In February 2016, Beefeater opened a new restaurant concept in Birmingham, titled "Bar + Block," bringing Beefeater to the high street locations.

=== Downfall (2024–2026) ===
In April 2024, it was announced that 112 restaurants would close, with the space being converted into "more profitable" Premier Inn hotel rooms. 126 of Whitbread's "less profitable" restaurants would also be put up for sale, with the loss of 1,500 jobs. Batches of restaurants were sold off over a 2 year period, with at least 15 (such as Coombe Lodge, Croydon) being bought by the Papa's Group, which re-opened as a JD Wetherspoons pub as part of a franchise agreement in late December 2025.

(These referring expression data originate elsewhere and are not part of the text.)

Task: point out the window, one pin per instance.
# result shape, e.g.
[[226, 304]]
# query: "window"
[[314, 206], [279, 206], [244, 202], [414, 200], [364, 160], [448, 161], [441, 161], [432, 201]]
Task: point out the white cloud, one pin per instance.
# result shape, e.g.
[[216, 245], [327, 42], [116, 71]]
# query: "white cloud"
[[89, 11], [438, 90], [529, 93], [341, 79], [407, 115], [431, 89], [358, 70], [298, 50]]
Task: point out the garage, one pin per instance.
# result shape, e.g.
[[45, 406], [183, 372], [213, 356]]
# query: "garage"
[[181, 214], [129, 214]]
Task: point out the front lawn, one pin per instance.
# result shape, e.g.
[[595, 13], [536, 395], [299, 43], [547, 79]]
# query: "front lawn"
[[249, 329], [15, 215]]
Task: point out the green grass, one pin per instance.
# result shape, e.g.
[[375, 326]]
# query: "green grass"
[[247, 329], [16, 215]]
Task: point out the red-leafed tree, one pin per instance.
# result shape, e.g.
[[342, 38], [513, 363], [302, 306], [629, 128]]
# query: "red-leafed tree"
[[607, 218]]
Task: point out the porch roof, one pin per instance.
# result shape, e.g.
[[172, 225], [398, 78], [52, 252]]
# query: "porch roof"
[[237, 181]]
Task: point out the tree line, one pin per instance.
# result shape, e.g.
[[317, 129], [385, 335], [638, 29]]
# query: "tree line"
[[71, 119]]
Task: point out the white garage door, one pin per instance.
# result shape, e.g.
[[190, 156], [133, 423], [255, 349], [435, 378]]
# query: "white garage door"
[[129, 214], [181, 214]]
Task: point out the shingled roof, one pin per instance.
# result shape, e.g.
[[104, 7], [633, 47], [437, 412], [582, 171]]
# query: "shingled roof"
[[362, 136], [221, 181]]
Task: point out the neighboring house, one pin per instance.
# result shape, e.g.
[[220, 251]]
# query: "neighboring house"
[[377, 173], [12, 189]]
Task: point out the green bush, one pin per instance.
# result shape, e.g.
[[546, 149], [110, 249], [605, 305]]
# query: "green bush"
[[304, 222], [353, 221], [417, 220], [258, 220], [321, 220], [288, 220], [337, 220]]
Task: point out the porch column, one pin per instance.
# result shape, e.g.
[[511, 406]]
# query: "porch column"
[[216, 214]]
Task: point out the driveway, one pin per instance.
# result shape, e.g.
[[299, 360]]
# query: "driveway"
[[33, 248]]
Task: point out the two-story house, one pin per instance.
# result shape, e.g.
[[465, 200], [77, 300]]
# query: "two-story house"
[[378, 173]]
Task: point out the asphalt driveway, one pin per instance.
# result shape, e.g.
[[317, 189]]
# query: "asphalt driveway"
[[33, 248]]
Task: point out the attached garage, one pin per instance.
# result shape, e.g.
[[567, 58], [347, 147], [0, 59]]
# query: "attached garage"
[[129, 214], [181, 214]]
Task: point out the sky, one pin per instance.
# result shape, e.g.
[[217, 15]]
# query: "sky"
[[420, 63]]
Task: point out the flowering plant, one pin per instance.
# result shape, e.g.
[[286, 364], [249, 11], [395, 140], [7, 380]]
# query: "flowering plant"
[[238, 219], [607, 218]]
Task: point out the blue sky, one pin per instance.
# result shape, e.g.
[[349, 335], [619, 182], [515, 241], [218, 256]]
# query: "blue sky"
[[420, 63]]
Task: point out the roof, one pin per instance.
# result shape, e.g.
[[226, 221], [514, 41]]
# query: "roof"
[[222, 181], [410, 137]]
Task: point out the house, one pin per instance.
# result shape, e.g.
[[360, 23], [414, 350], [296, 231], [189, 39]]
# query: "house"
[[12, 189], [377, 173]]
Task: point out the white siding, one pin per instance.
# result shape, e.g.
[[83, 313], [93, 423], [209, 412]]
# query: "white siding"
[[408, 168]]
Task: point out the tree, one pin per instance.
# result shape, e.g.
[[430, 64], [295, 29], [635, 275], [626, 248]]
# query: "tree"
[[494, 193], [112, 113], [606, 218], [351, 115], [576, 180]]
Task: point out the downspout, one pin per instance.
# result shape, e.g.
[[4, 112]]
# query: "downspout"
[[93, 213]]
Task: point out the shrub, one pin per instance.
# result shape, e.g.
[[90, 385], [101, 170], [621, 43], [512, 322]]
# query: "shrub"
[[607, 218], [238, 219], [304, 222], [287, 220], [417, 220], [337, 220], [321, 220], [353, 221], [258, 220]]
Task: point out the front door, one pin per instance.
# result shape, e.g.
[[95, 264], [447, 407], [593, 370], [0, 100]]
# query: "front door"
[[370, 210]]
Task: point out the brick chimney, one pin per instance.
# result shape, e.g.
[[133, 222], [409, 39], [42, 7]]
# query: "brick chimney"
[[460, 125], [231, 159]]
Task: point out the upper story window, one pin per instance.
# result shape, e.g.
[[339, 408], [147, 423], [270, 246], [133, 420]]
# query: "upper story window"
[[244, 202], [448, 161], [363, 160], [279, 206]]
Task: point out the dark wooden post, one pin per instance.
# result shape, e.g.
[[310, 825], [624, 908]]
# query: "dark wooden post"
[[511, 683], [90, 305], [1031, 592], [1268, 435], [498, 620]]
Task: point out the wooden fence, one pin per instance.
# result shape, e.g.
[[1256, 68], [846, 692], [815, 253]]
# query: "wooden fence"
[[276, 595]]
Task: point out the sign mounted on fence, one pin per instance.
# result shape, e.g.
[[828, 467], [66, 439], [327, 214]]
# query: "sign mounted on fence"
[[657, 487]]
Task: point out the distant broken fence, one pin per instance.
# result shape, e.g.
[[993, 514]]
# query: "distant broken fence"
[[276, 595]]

In April 2026, Whitbread announced the closure of all 197 remaining restaurants (including Beefeater, Brewers Fayre and Bar + Block), with the loss of around 3,800 jobs. Many of the restaurants are to be converted into "highly profitable" Premier Inn hotel rooms.

In August 2026, it was announced that Queensway, a hospitality group, would acquire 53 Brewers Fayre and Beefeater sites. At the time of announcement, Queensway did not confirm the new brand name, pricing or when the sites would reopen. However, it was later announced that these sites would be called Queensway Inns, and would be reopened gradually.